Nos casos em que as sequelas do ferimento não sejam impeditivas para o retorno do animal ao ambiente silvestre, depois da recuperação total um condicionamento voltado para distanciar o animal da presença humana deve ser realizado. Por isso é importante acompanhar o animal na chegada, durante o tratamento e depois para avaliação e adequação do condicionamento de acordo com a necessidade que o caso e o espécime exijam.

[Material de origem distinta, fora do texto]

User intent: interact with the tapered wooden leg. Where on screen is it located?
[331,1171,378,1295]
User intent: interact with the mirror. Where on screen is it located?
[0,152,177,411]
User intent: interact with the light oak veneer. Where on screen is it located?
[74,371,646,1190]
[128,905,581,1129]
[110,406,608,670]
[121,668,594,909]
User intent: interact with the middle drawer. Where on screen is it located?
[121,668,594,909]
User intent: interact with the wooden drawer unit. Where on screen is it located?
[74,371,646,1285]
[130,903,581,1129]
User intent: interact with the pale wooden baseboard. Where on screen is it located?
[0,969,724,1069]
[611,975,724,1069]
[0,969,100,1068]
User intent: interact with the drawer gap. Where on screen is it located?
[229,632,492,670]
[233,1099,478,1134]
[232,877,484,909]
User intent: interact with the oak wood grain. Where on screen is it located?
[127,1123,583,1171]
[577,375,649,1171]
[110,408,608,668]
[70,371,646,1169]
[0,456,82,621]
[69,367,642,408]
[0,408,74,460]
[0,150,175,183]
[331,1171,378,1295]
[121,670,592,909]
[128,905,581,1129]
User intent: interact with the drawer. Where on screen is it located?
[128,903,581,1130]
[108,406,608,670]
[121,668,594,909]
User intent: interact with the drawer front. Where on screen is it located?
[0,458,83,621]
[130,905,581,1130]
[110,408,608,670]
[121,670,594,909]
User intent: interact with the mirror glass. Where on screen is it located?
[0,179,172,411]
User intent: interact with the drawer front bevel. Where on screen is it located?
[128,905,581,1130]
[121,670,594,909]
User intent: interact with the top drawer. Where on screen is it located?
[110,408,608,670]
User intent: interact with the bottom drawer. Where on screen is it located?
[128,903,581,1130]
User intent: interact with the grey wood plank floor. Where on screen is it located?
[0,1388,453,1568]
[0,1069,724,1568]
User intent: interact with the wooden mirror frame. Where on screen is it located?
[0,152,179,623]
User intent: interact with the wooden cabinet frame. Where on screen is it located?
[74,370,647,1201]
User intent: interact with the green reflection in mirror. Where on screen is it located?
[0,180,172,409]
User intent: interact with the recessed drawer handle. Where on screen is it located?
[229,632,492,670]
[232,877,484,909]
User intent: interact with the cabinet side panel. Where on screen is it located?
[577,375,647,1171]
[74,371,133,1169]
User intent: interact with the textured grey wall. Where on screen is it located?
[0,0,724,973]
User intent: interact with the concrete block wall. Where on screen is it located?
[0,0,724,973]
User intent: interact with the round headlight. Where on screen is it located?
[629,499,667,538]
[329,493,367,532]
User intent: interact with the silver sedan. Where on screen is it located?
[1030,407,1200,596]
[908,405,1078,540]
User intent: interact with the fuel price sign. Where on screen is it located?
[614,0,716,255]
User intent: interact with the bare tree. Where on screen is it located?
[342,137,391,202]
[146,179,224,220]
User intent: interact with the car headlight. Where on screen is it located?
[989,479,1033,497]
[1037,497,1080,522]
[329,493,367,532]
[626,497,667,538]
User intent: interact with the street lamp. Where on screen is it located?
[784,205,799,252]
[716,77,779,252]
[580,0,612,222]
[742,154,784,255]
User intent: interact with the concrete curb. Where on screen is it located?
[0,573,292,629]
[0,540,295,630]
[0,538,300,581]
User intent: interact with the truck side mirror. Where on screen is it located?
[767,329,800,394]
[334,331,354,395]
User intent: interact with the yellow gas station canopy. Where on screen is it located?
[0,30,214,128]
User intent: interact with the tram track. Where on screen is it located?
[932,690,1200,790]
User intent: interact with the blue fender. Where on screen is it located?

Animais cujo perfil apresentam a possibilidade de soltura como destinação final têm seu condicionamento planejado para a manifestação de comportamentos desejáveis à soltura, como busca de abrigo, reconhecimento de ameaças, reconhecimento de presas e desenvolvimento de habilidades necessárias para a sobrevivência no ambiente silvestre.
Um animal cativo também deverá ser estimulado a apresentar seus comportamentos naturais como, por exemplo, a caça, que pode ser feito através de enriquecimentos ambientais. Porém, em cativeiro, saber caçar não será uma questão de sobrevivência quando comparado a um animal que será devolvido a natureza e não tem sua dieta garantida, como os cativos. Por isso, é importante planejar um condicionamento com sua frequência de acordo com a necessidade que a destinação exigirá ao espécime.
Há condicionamentos que são mistos, pois são utilizados em ambos os perfis, porém com frequências diferentes. É o caso da pesagem dos animais (imagem do alto da página), cujo acompanhamento faz parte da avaliação do desenvolvimento do animal.
Há condicionamentos cujo objetivo são voltados para melhorar qualidade do transporte do animal, como a entrada nas caixas de transporte e a hidratação durante o percurso.
Tal condicionamento é essencial para evitar o estresse de captura que seria proporcionado, por exemplo, em uma tentativa por meio de cambão (espécie de laço com uma barra rígida). Esse mesmo condicionamento foi usado para o transporte de espécimes de veados. Condicionar os animais dessa forma foi importante para evitar a miopatia de captura, ou seja, a morte por estresse extremo, que ocorrem em cervídeos.
Cabe ressaltar que o tempo para aplicar esse condicionamento varia de espécie para espécie e que seu início deve ser próximo da data de soltura, no caso dos que irão retornar à natureza. A técnica pode ser iniciada mais cedo nos espécimes cuja destinação são os mantenedores de fauna. Todos os animais que passaram por esse condicionamento tiveram sucesso no transporte.
O condicionamento animal pode ser extremamente benéfico, principalmente por ser uma atividade em que a participação do espécime é voluntária. Quando ele participa, pode haver redução no tempo de reabilitação, além da geração de estímulos físicos e mentais através dos desafios apresentados, diminuindo os riscos de o animal apresentar comportamentos estereotipados. Através dessas técnicas, a frequência dos comportamentos podem ser aumentadas, diminuídas ou até estimuladas a surgir, permitindo um manejo mais seguro e contribuindo para o bem-estar dos animais.
É importante ressaltar que o aspecto humano dentro do programa de condicionamento animal tem um impacto significativo nos resultados obtidos. A competência, o conhecimento e a sensibilidade do profissional são fundamentais para o sucesso e a efetividade do programa.
Em resumo, o conhecimento da biologia da espécie focal do projeto de condicionamento é fundamental para personalizar as técnicas utilizadas, garantir o bem-estar dos animais, promover a segurança e aumentar a eficiência do processo, sendo viável de aplicação em toda instituição que maneje animais que busque o bem-estar dos mesmos.